Last year, Coldplay released their seventh studio record, A Head Full of Dreams, and it generated some...thoughts. Although I loved "Adventure of a Lifetime" (cause it found Coldplay exploring a funkier, dancier sound than we'd ever heard from them), there were some folks -- both Coldplay fans and haters -- who thought it was a contender for the worst track of 2015, and the reception for the record itself was lukewarm at best. Coldplaly has been releasing music videos for the record since then (the awful, glorified Beats commercial for "Adventure of a Lifetime" and the avian-themed "Birds"), and now we've got "Hymn For the Weekend," the much hyped track featuring Beyonce. And, folks, it's a whole thing.

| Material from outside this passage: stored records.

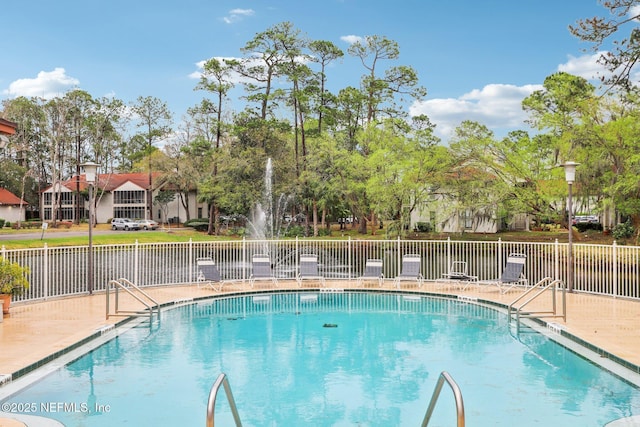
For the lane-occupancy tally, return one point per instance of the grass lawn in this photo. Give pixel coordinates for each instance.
(104, 236)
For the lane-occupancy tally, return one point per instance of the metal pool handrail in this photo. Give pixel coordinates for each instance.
(211, 404)
(539, 289)
(125, 284)
(457, 394)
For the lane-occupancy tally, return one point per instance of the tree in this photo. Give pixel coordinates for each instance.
(323, 52)
(163, 198)
(260, 67)
(154, 117)
(381, 90)
(622, 59)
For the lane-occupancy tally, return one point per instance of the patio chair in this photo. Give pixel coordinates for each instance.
(458, 274)
(372, 272)
(208, 274)
(410, 270)
(309, 269)
(513, 274)
(261, 270)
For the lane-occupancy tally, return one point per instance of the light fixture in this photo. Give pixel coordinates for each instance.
(90, 170)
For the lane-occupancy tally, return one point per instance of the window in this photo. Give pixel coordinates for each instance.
(467, 219)
(128, 212)
(128, 197)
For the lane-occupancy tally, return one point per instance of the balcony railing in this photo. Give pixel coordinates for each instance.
(600, 269)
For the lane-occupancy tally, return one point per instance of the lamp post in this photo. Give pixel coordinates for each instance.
(90, 169)
(570, 176)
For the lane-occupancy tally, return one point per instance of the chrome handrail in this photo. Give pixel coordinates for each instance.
(457, 394)
(540, 287)
(211, 403)
(124, 284)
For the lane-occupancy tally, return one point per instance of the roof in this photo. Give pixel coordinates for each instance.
(7, 127)
(8, 198)
(111, 181)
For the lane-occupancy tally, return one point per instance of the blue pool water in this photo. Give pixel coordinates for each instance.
(330, 360)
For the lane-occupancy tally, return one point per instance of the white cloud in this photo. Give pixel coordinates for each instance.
(233, 77)
(351, 39)
(497, 106)
(585, 66)
(236, 15)
(47, 85)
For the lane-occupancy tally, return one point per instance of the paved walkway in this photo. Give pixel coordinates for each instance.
(34, 332)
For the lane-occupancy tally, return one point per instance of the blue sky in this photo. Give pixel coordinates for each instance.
(477, 59)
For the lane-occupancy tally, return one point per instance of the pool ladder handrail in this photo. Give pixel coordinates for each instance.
(539, 289)
(126, 284)
(457, 394)
(211, 403)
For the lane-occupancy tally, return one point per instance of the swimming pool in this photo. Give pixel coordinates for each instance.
(330, 359)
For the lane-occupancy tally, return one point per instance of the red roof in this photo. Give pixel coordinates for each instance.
(111, 181)
(7, 127)
(8, 198)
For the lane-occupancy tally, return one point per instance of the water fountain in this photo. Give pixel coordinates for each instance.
(269, 213)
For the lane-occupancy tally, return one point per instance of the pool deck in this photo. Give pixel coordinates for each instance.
(33, 333)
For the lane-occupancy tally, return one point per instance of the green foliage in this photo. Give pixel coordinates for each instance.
(584, 226)
(13, 277)
(424, 227)
(623, 231)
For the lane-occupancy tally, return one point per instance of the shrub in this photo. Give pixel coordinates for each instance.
(623, 231)
(198, 225)
(13, 277)
(423, 227)
(584, 226)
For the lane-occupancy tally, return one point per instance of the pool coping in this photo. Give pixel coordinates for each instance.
(600, 358)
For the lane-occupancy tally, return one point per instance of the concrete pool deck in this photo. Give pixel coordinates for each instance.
(33, 334)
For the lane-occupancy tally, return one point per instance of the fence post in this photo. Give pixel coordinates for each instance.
(45, 271)
(136, 263)
(614, 268)
(244, 258)
(556, 259)
(398, 258)
(448, 253)
(350, 257)
(191, 260)
(499, 266)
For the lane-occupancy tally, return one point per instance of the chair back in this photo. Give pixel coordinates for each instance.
(458, 269)
(208, 269)
(514, 268)
(261, 265)
(309, 265)
(373, 268)
(410, 265)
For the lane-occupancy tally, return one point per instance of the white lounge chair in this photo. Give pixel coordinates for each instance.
(410, 270)
(513, 274)
(372, 272)
(208, 274)
(261, 270)
(458, 275)
(309, 269)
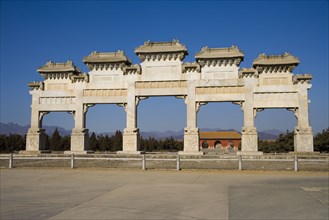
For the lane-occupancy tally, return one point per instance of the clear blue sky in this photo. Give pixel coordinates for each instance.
(34, 32)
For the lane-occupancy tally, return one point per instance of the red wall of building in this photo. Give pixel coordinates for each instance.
(224, 143)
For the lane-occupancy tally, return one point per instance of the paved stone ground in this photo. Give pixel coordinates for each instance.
(63, 193)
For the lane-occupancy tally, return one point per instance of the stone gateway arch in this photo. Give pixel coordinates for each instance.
(215, 76)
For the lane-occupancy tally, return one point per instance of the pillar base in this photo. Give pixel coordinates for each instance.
(303, 139)
(131, 140)
(33, 153)
(79, 140)
(249, 153)
(191, 153)
(191, 142)
(35, 139)
(79, 152)
(131, 152)
(249, 140)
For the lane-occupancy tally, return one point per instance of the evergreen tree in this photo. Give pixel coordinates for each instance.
(118, 141)
(93, 142)
(321, 141)
(55, 142)
(66, 143)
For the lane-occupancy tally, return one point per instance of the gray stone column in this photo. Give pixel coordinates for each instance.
(249, 140)
(79, 135)
(131, 137)
(35, 138)
(191, 132)
(303, 137)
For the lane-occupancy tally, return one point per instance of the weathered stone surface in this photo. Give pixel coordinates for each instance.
(214, 77)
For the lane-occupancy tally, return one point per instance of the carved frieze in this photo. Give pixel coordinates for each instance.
(132, 70)
(57, 100)
(276, 81)
(302, 78)
(161, 84)
(80, 78)
(191, 68)
(56, 86)
(104, 92)
(219, 90)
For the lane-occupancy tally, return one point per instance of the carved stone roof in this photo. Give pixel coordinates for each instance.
(302, 78)
(107, 57)
(218, 53)
(270, 60)
(67, 67)
(220, 135)
(193, 67)
(161, 47)
(248, 72)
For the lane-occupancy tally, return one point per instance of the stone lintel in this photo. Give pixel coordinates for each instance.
(36, 85)
(78, 152)
(51, 67)
(219, 53)
(268, 60)
(192, 153)
(248, 72)
(107, 57)
(130, 152)
(33, 152)
(302, 78)
(249, 153)
(131, 140)
(161, 47)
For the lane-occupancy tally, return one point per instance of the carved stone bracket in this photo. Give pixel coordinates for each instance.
(36, 85)
(241, 103)
(72, 113)
(249, 131)
(294, 110)
(41, 114)
(86, 107)
(124, 105)
(257, 110)
(182, 97)
(139, 98)
(199, 104)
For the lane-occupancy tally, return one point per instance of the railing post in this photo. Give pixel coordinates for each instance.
(72, 161)
(143, 162)
(240, 163)
(11, 158)
(178, 162)
(296, 162)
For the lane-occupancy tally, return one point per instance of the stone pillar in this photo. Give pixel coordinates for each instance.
(303, 137)
(191, 132)
(79, 135)
(35, 138)
(249, 139)
(131, 137)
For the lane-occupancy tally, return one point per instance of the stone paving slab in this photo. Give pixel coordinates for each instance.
(153, 194)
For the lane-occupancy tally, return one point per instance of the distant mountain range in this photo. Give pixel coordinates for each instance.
(12, 128)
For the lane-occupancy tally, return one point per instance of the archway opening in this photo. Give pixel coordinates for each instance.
(205, 145)
(161, 121)
(106, 123)
(58, 127)
(275, 129)
(220, 116)
(217, 144)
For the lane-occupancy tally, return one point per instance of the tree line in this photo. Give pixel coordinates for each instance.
(284, 143)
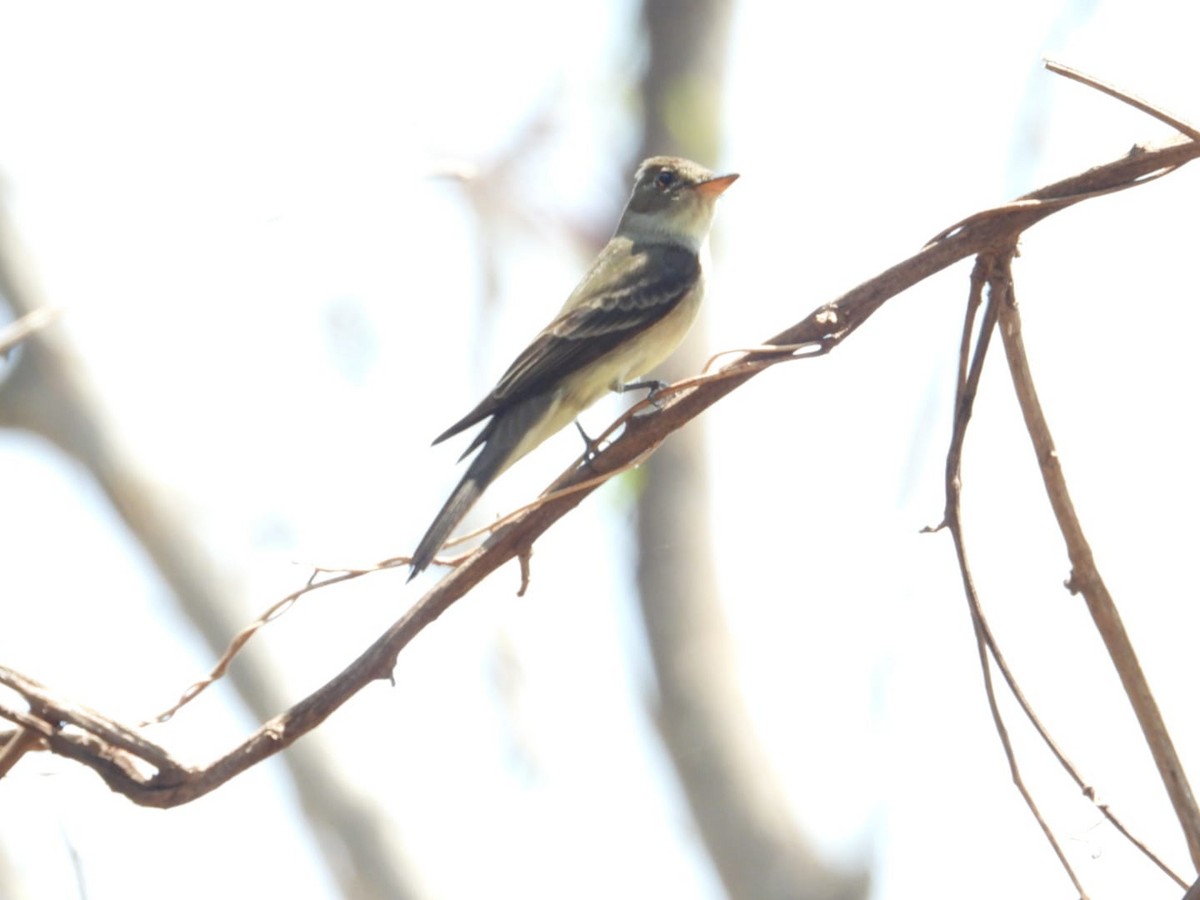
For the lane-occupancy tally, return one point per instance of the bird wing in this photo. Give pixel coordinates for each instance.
(629, 288)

The music video is set in India, and it continues the trend of Coldplay awkwardly using other cultures as background scenery in their music videos. Although not as actively offensive as the video for "Princess of China" which featured Chris Martin as a sword-fighting ninja (yeah...) and Rihanna as a multi-armed Hindu goddess (once again, yeah...they managed to f*** up the religious imagery they appropriated for their music video; shocking, we know), the video for "Hymn For The Weekend" is a textbook example of cultural tone-deafness both from the Coldplay team and (disappointingly) the Beyonce crew.
Conceptually, the music video is more or less harmless. Chris Martin travels to India and his journey is intercut with footage of day-to-day life for Indian people. Eventually, Chris Martin and Coldplay give powdered paint to youths who run amok in a multi-color celebration of youthful joy. And while it would have been cool if Chris Martin had centered this India-focused video on Indian performers and not himself, but that's how music videos work sometimes, I guess. The really problematic element of this video is -- and it's painful to admit this -- Beyonce.
For what it's worth, I'm sure this wasn't Beyonce's idea. This mostly rests on the shoulders of whoever was doing the creative work for the video and picking out the costumes for everyone involved. But she went through with it so she bears part of the blame. Beyonce is dressed in traditional Indian garb, and if she were just wearing a sari, that would be one thing. That's being respectful of the culture where you're shooting your video. It goes further than that with Beyonce decked out in full regalia including the jewelry and the piercings (which we're sure aren't actually pierced in). That's when it went from respectful to uncomfortable appropriation in a heartbeat. It's particularly egregious because later on, the video features an Indian woman in the same outfit as Beyonce and it's unclear why you couldn't just have her in the elusive, ephemeral role Beyonce played in the video and have Beyonce wear something that isn't so clearly taking from Indian culture.
The issue of appropriation is always thin line, and appropriation isn't always a bad thing. Like I mentioned earlier, it can be done in ways that are respectful and honest. The video for "Hymn For The Weekend" isn't that, and we hope that eventually Coldplay will eventually learn their lesson about why this s*** isn't cool. But they've screwed up so many times at this point, that we doubt it.